Qubits are the quantum version of the smallest building block used in conventional digital computers today. They are subject to the laws of quantum physics, which means they possess the remarkable property of allowing them to be in a superposition of both zero and one states, until a measurement is taken, at which point they become either a one or a zero. This property allows the result of many possible outcomes to be calculated at once, making a quantum computer insanely fast and powerful – just the sort of thing you need for such things as climate modelling, code-breaking, Folding@Home style distributed projects, advanced artificial intelligence – and possibly gaming computers of the like never before seen, if they can be made small and cheaply enough. To give an idea of the enormous advance in processing power possible, physicist Rui-Rui Du of Rice University
, Houston, Texas, who is researching the creation of stable qubits explained:
In principle, we don't need many qubits to create a powerful computer. In terms of information density, a silicon microprocessor with 1 billion transistors would be roughly equal to a quantum processor with 30 qubits.
It’s not hard to see that using something like 64 qubits would increase processing power beyond anything we can imagine now.

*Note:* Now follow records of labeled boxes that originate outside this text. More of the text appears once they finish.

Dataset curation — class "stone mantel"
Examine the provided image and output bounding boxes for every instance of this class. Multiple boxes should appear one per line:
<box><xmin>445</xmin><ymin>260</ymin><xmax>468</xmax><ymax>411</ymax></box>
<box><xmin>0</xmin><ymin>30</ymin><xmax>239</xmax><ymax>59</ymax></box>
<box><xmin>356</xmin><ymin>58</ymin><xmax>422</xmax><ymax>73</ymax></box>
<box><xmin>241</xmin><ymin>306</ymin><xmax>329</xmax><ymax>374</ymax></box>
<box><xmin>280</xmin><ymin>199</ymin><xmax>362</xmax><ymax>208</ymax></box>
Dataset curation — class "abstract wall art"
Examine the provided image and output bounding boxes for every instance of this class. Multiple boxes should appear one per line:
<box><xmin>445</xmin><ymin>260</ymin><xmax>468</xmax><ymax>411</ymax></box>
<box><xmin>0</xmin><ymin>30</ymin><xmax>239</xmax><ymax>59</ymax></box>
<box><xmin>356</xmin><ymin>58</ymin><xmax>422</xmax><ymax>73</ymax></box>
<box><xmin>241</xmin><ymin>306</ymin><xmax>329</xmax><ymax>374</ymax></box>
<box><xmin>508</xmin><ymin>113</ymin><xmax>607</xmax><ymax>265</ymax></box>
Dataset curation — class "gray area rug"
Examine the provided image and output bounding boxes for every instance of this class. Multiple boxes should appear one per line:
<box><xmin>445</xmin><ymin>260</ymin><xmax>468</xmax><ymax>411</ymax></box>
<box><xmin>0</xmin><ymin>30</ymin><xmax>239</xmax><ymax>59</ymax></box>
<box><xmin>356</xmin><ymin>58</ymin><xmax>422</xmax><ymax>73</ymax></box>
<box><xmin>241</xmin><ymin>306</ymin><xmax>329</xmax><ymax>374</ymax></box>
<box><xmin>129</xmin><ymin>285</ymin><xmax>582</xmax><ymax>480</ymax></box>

However, creating these qubits and keeping them stable enough to perform useful calculations with has been a serious challenge since research into quantum computers began. However, if an approach called "topological quantum computing" bears fruit, then keeping qubits stable might just get a lot easier. In this method, qubits will be made in pairs, with an almost immutable shared identity, which makes them much more stable and resilient to interference (presumably because one qubit can "error-correct" for corruption in the other qubit) which causes them to lose their delicate state of superposition, an effect called quantum decoherence
Unfortunately, the catch is that these stable qubit pairs, known as "majorana fermions", have not yet been seen in experiments. Physicists now think that it might be possible to create these by "marrying" a two dimensional topological insulator to a superconductor. Due to the peculiar properties of topological insulators, the elusive majorana fermions should be created precisely where the two materials meet, allowing them to potentially be used for quantum computing.
Further refinements of topological insulators and experiments will determine whether such qubits can be made, whether they’re stable enough and whether they can be used in a practical commercial computer. Finally, whether the technology to enable this kind of processing power will ever become viable and cheap enough to incorporate into a high performance desktop PC or gaming console remains to be seen.